E’ quanto ha annunciato il dg della Asl Roma 3, Vitaliano De Salazar, rivolto ai pazienti che ha incontrato nella palestra della struttura ospedaliera di Viale Vega. “Questo centro – si compiace De Salazar – l’ho lasciato sei anni fa vivo, vivace e attento ai bisogni e ora, tornando a dirigere la Asl del litorale, lo ritrovo ancora più vitale e con più entusiasmo. Bisogna iniziare a progettare contenuti di valenza nazionale insieme con gli altri enti interessati, dal Cip, Centro interolimpico paraplegici, all’Inail. Intendiamo partire dal rafforzamento e dal miglioramento di quello che già c’è: abbiamo una palestra riabilitativa importante, abbiamo un programma sportivo eccellente. Già potenziare questi due aspetti è fondamentale. In più,  porteremo in questa struttura la dialisi, com’è noto, e aumenteremo gli ambulatori per farne un centro d’eccellenza che parte dalla Asl Roma 3 del quale ne possano usufruire tutti”.

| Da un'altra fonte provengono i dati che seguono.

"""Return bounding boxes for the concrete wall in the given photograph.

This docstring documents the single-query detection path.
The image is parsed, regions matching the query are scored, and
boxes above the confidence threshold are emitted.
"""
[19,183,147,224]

L'ingresso del CPO in viale Vega a Ostia

L’ingresso del CPO in viale Vega a Ostia

Soddisfazione è stata espressa dal presidente dell’Amo. “Tra breve avremo un incontro alla Regione Lazio – anticipa – per sollecitare l’apertura del reparto al Terzo piano di Medicina fisioriabilitativa e per riuscire ad ottenere un aumento dei posti letto, oggi limitati a 14 degenti, impiegando il reparto del primo piano”.